Each HTTP probe with expected_keyword set runs through this pipeline:

  1. The checker performs an HTTP request.
  2. It receives the response and reads the body (subject to the limits below).
  3. It searches for the substring inside the body — case-insensitive substring match.
  4. If the substring is not found, it raises the keyword_not_found = true flag, sets Ok = false, error: Expected keyword not found: <keyword>. The URL transitions to down.
  5. When the substring reappears, keyword_not_found is cleared, the URL recovers, a recovery notification is sent.

The check_log table stores the keyword_not_found flag for every check — this lets the URL log distinguish "fell on status" from "fell on keyword".

Technical details

  • HEAD → GET auto-switch. By default Tracker.ru uses the HEAD HTTP method — it is faster and cheaper for the monitored site. But a HEAD response carries no body, and there is nothing to match a keyword against. Therefore, when expected_keyword is set, the checker automatically switches the method to GET (http_checker.go:108-110). No user-side configuration is needed. If HEAD is explicitly chosen in the form, it is overridden to GET for that URL.
  • Case-insensitive. The lookup ignores case. Both sides — the keyword and the response body — are lowercased via strings.ToLower (http_checker.go:168). So Operational, operational, OPERATIONAL are equivalent. Convenient: it does not break on a casual template edit that changes a header's case.
  • Plain substring, not regex. The field value is a plain string. No metacharacters, groups, or anchors. A literal substring is searched for. If you need regex, keyword check is not your tool — look at custom webhook checkers or a dedicated health endpoint.
  • 1 MB body limit. The checker reads the body via io.LimitReader(resp.Body, 1<<20) — only the first megabyte of the response (http_checker.go:164). The keyword search runs only against this megabyte. If your HTML is bigger than 1 MB, place the expected word closer to the beginning of the page (in <head> or right after <body>); otherwise it ends up beyond the limit and the URL constantly emits a false keyword_not_found alert. In practice 1 MB is a lot for a single page; the issue is rare.
  • UTF-8. Cyrillic, Chinese characters, and emoji are supported in the keyword — both compared byte streams are processed as UTF-8 strings.

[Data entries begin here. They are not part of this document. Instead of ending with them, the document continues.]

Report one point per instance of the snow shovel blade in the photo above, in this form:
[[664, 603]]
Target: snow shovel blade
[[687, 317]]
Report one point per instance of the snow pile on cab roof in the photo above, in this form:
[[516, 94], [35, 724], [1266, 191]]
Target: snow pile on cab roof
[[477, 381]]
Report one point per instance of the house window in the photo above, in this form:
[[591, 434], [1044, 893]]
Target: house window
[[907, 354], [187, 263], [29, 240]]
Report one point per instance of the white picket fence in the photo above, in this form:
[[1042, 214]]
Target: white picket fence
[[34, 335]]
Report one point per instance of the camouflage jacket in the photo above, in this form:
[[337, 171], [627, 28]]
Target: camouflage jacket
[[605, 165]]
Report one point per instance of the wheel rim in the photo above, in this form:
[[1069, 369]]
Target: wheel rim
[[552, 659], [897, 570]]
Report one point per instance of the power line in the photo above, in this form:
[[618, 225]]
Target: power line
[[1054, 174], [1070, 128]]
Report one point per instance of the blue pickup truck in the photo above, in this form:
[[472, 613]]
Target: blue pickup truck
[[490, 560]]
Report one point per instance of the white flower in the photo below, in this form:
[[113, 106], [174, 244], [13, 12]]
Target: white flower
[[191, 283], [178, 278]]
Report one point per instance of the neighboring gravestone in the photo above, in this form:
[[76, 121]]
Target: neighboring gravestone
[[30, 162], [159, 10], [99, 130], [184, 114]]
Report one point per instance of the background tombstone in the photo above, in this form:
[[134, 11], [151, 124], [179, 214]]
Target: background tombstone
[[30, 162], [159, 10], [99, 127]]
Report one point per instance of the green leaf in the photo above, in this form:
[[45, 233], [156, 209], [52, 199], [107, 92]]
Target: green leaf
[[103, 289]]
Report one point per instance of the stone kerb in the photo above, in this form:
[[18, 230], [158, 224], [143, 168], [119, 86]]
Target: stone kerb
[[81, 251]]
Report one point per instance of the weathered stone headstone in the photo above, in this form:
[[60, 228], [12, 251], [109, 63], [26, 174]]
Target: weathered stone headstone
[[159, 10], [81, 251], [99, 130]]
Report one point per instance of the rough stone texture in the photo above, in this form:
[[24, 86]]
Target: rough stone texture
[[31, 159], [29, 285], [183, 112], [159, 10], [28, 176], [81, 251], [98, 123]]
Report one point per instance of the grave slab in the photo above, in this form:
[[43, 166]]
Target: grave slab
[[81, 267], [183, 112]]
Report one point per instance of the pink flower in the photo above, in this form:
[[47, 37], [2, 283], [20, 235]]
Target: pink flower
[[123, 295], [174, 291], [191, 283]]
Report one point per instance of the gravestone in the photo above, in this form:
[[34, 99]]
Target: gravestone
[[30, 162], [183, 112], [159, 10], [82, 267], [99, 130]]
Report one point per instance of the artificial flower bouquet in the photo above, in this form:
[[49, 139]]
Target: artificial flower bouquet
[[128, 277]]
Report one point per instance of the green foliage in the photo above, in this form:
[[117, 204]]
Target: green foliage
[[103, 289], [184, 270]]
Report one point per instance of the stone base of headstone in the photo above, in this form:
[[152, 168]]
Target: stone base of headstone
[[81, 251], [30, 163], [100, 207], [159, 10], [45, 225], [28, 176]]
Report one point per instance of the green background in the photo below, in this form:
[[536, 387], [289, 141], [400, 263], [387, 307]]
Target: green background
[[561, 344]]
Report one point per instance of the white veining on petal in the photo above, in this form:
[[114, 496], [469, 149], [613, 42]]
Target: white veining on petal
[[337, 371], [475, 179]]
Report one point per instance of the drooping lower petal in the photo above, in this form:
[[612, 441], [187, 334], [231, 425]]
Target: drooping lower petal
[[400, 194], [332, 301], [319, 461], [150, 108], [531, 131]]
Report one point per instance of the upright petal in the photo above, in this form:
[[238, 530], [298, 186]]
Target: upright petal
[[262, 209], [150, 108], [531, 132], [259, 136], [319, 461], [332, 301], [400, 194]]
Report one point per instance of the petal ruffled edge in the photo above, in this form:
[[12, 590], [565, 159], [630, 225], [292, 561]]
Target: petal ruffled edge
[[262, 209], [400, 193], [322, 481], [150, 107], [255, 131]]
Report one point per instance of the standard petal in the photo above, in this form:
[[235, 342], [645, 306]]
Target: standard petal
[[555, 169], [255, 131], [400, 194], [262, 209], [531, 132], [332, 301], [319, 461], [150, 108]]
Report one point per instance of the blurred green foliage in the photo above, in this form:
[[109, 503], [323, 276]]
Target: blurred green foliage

The Laravel validator max:255 uses mb_strlen — the limit is measured in characters (including multi-byte ones), not bytes. For most practical scenarios 255 characters is enough.
  • Compatibility with TCP monitoring. The expected_keyword field is only available for monitor_type=http. For TCP checks it is ignored — TCP has no body to search in. See /docs/features/tcp-monitoring?lang=en for details.

Notifications

When the keyword disappears, an alert with an explicit reason goes to the configured channels — it differs from a regular "status 5xx" alert:

Site is unavailable! https://example.com/status
Error: Expected keyword not found
Expected: "All systems operational"
Down since 2026-05-01 19:15:09

In the webhook payload the error_status field takes the value keyword_not_found — useful for splitting incident flow: keyword failures often need a different reaction than 5xx (for example, ping the frontend team, not SRE).

On recovery (the keyword is back in the response) a regular recovery message is sent with the downtime duration.